Gürsen Özen’e 4 soru | Mehmet Özçataloğlu

1.Neden çocuklar için yazıyorsunuz?

Çocuklar için yazmak bir eğitimci olarak onlara kendimi borçlu hissetmemden kaynaklanıyor öncelikle. Onların güzel dünyalarından ödünç aldıklarımı geri veriyorum bir şekilde. Onlar her yaşta her şeyin samimi alıcısı oluyorlar. Bir edebiyat ve Türkçe öğretmeni olarak onların bu alıcı iştahlarına ben güzelliklerle karşılık vermek istedim. Emeklilik yaşamımda onlardan kopmak istemedim. Onların arasında sözcüklerle dolaştım. Öykülerimin sayfalarına dokunsunlar, satırlarımda kendilerini arasınlar bulsunlar istedim. Onları, onlara anlattım. Çok iyi biliyorum çocuklar kendilerine seven, onlara iyi ve güzel şeyler sunanların değerini bilirler. Çocukları anlatırken aslında biraz da kendimi anlatıyorum. Anlattıklarım bana hiç yabancı gelmiyor. Onlardan biriymişim gibi arkadaşlık kuruyorum, aralarına karışıyor, oynuyor, eğleniyor, üzülüyor, seviniyorum.

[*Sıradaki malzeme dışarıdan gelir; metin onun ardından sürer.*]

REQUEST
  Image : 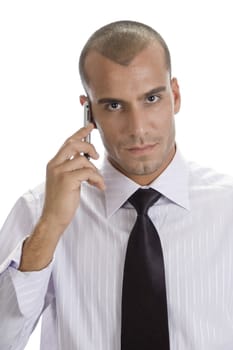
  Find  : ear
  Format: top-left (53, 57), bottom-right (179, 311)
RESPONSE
top-left (171, 78), bottom-right (181, 114)
top-left (79, 95), bottom-right (88, 106)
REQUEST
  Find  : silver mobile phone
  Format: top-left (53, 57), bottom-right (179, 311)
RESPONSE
top-left (83, 101), bottom-right (91, 159)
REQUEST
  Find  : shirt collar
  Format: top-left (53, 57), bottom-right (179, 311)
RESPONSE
top-left (101, 146), bottom-right (190, 217)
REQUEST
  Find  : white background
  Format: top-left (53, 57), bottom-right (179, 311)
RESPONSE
top-left (0, 0), bottom-right (233, 350)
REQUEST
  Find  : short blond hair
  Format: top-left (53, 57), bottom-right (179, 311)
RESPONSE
top-left (79, 21), bottom-right (171, 88)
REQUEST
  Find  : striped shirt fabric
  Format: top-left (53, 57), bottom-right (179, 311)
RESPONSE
top-left (0, 150), bottom-right (233, 350)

Sonra çocuklar büyüklerden daha çok okuyor bence. Sevgili öğretmenlerimiz sayesinde birçok kitap ve yazarla tanışma fırsatları oluyor. Kitap fuarlarında dolaşıyor, kütüphanelerden yararlanıyorlar. Her çocuk aynı zamanda büyüklerini de okumaya davet ediyor. Böylece çocuğa yönelik yazmak, her yaştan okura seslenmek anlamına da geliyor.

 Ben gözlemlerimi, duyduklarımı, yaşanmışlıklarımı ve hayallerimi sözcüklere dökerken çocukların dünyasında yer almanın zenginliğini yaşıyorum. Onları hayatın içinde başka hayatlarla tanıştırıyorum. Çocuklar; meraklı, saf,  sevecen, eğlenceli, komik, coşkulu… Onlarla ben çok mutlu oluyorum.  Çocuklardan aldığım neşe,  heyecan ve coşkuyla kendimi de tazeliyorum. Bencillik mi bilmem ama bu bana çok hoş geliyor. Bu nedenlerle belki çocuklar için yazıyorum ve yazacağım.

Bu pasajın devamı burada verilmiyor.